Les limites sont au cœur de l’accompagnement. Si certains ne s’en imposent aucune et indiquent qu’ils y réfléchiront le moment venu, pour d’autres, comme Emilie, masseuse tantrique en Allemagne, elles seront posées par sa relation de couple. « Pour mon mari, il est important que je reste dans les limites du massage et qu’il n’y ait pas de masturbation, de fellation ou de pénétration », explique-t-elle.
Pour l’association, il est important que chaque accompagnant fixent, avec le bénéficiaire, les conditions de sa pratique. Lors d’un premier entretien, chacun devra informer l’autre de ses envies et de ses limites. « On s’occupe de la santé sexuelle des personnes handicapées parce que handicap et sexualité sont compatibles, mais personne n’est obligée d’aller jusqu’au rapport sexuel », affirme Akim Boudaoud. « Et puis je suis là 24 heures sur 24 si vous avez des questions, des doutes, des peurs », rassure Jill, qui a senti que son témoignage était important pour ces participants, qui ne deviendront pourtant pas tous des accompagnants.
En effet, à l'issue de ces formations théoriques, seuls certains stagiaires rejoindront la vingtaine d’assistants appartenant au réseau de l’association. C’est le cas de Fabrice Flageul, praticien en relation psychocorporelle et masseur tantrique, qui a suivi le premier stage de l’APPAS en mars dernier.

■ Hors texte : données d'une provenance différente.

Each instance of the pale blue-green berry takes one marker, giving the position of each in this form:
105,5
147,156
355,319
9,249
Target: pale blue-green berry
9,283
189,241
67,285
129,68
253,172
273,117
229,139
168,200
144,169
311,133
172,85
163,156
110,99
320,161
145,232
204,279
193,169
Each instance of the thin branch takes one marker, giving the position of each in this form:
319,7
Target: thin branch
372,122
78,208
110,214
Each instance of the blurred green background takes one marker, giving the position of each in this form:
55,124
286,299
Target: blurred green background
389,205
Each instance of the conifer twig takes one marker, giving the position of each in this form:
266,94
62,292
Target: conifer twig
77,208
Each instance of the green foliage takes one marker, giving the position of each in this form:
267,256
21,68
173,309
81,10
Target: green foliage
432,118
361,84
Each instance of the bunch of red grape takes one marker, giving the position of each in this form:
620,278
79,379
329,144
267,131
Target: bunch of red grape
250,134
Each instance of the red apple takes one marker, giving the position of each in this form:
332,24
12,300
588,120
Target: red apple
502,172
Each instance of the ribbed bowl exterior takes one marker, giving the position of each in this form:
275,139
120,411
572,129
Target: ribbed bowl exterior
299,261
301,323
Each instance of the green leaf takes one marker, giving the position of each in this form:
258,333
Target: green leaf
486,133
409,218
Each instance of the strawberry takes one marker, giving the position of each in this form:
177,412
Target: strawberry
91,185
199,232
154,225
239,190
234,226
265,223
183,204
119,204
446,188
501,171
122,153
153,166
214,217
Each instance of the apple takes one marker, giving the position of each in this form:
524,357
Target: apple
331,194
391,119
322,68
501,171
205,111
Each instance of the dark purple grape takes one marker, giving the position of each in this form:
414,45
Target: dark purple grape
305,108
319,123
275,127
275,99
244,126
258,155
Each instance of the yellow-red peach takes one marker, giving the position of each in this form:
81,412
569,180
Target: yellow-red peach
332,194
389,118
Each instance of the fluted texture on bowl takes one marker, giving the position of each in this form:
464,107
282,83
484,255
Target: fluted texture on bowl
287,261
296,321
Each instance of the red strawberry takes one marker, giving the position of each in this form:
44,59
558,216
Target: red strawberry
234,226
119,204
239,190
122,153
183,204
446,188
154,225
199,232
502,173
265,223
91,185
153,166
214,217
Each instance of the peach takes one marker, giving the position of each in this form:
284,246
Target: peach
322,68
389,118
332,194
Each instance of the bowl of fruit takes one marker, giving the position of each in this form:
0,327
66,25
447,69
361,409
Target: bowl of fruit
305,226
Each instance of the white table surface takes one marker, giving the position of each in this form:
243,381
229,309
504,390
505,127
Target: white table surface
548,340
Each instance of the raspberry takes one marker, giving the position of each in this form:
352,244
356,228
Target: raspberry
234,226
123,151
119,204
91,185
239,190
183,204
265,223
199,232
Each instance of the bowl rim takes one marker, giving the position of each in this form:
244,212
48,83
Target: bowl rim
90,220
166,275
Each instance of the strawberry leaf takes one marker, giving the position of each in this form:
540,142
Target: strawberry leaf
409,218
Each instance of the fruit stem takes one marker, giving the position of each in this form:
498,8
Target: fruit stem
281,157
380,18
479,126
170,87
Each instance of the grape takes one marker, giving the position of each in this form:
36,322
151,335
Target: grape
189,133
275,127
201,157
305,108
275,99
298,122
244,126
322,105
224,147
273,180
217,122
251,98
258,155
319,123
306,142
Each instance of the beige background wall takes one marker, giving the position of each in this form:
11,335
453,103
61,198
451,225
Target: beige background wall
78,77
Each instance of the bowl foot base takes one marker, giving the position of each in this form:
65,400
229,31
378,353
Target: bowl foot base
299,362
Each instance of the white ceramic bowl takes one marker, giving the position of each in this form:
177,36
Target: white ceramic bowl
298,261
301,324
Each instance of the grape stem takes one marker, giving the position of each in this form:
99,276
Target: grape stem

Contacté il y a peu de temps par une femme handicapée, le Lyonnais de 50 ans devrait pour la première fois mettre en pratique ce qu'il a appris. Pour tous les deux, ce rendez-vous est une nouveauté. « La jeune femme a déjà rencontré plusieurs accompagnantes, explique Fabrice Flageul. Pour elle, ce rendez-vous est l’occasion de partager pour la première fois un moment de sensualité avec un homme ».
Du son côté, le masseur tantrique reconnaît qu'une certaine pression commence à se faire sentir. « C’est vrai que je n’y vais pas détaché comme pour un massage tantrique pour un client que je ne connais pas. Là, j’ai conscience qu’il ne faut pas faire n’importe quoi sur le plan relationnel. L’accompagnement peut déclencher un certain lien affectif qu’il faut savoir gérer, il faut donc en parler avec la personne. Cela demande beaucoup plus d’investissement », explique-t-il. L'échange est primordial lors de ces rencontres. La communication entre accompagnants aussi, selon Fabrice Flageul. « On est en contact permanent avec les autres, mais aussi avec Jill et Marcel Nuss. On n'est pas lâché comme ça dans la nature. »
En octobre prochain, l’association proposera à l’ensemble de ces stagiaires un module d’approfondissement concernant l’accompagnement des couples et des personnes déficientes intellectuelles ou psychiques. Un handicap particulier où les mots pour exprimer ses envies ou ses besoins sont souvent absents ou mal employés. Les comportements sont parfois déplacés voire violents. Une approche particulière est donc necessaire.